The roads are open and being used by the public, but park personnel want to protect them from closure by private landowners.U.S. Forest Service representatives Clyde Lay, engineer, and Bill Wright and Douglas Reid asked commissioners to consider making a declaration that would "try to make sure the public has access," said Lay.

Counties such as Wayne, Piute, Millard and Sevier have made similar declarations.

Lay said the Forest Service does not have the power to take such an action and that the county should declare the roads public. "That is not our charter," he said.

If some of the roads are not declared public, they could be closed by private landowners who could prevent access to large blocks of forest land.

Such land is then locked away from public use, said Lay. Many of the roads are now on the "D" road system in the county, which Lay said is no longer legally defensible in keeping roads open.

"That designation almost doesn't mean anything any more," he said."The `B' system is what really means something," said Lay.

Commissioner Richard Brough objected to the idea. He said he hates to be a party to any more state control. Juab County is already 82 percent government owned, he said. Brough said this is another case of government taking away private rights. "You could close the Forest Service lands," said Brough.
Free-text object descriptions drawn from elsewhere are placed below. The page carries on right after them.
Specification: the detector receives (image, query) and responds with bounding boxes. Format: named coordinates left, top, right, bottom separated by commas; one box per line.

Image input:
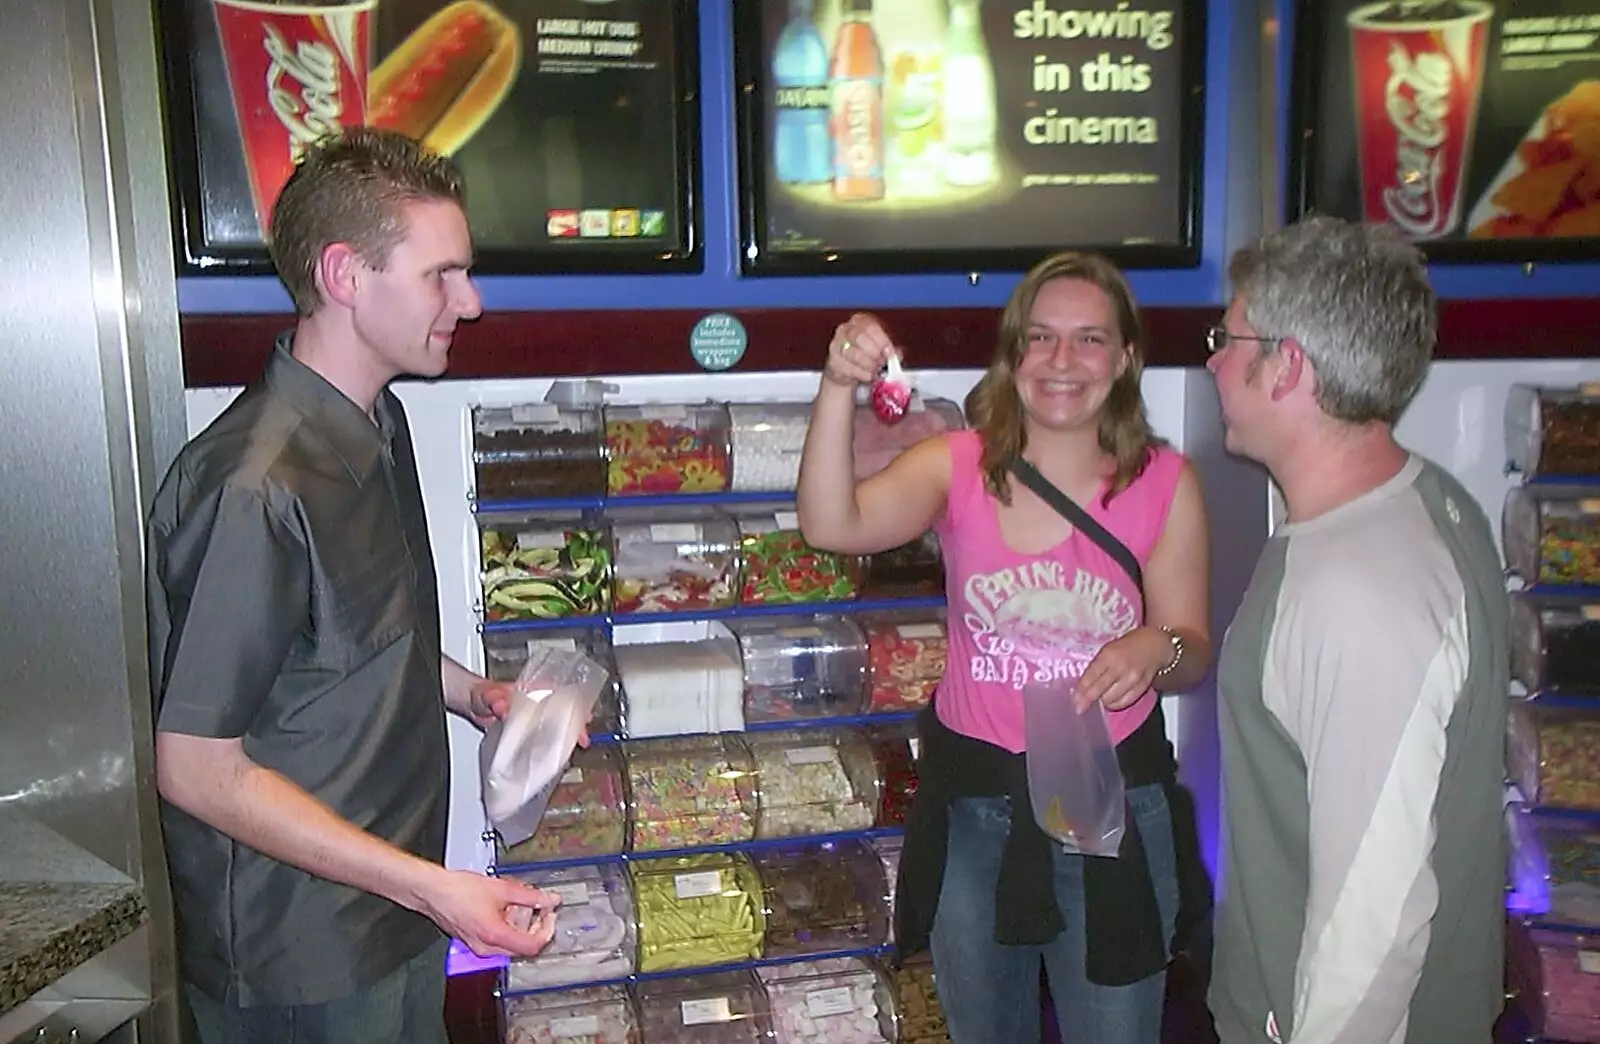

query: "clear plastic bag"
left=480, top=645, right=611, bottom=848
left=1021, top=677, right=1125, bottom=856
left=998, top=619, right=1126, bottom=857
"This may be the only way to assure the public can continue to use the roads," said Lay. "If you don't do anything and the private landowner gates the road, we can do nothing," he said.

"Why do you want to fight the general public?" asked Wright. He said the action of protecting the roads is in the best interest of the public.

While the Forest Service representatives agreed the Forest Service could close the lands, they said it would not be politically sound for them to do so. "You will have to look at our track record," said Lay.

Randy Freston, county engineer, and Don Eyre Jr., county attorney, both said including the roads in the Class B road system could be of benefit to the county.

Commissioner Jim Garrett, saying he hated to see public access roads closed, reccommended the commission study the question further. Commissioner Joseph Bernini said he thought the plan might present some protection for the public.

Brough agreed to take the plan under advisement and study it further and supported Garrett's motion.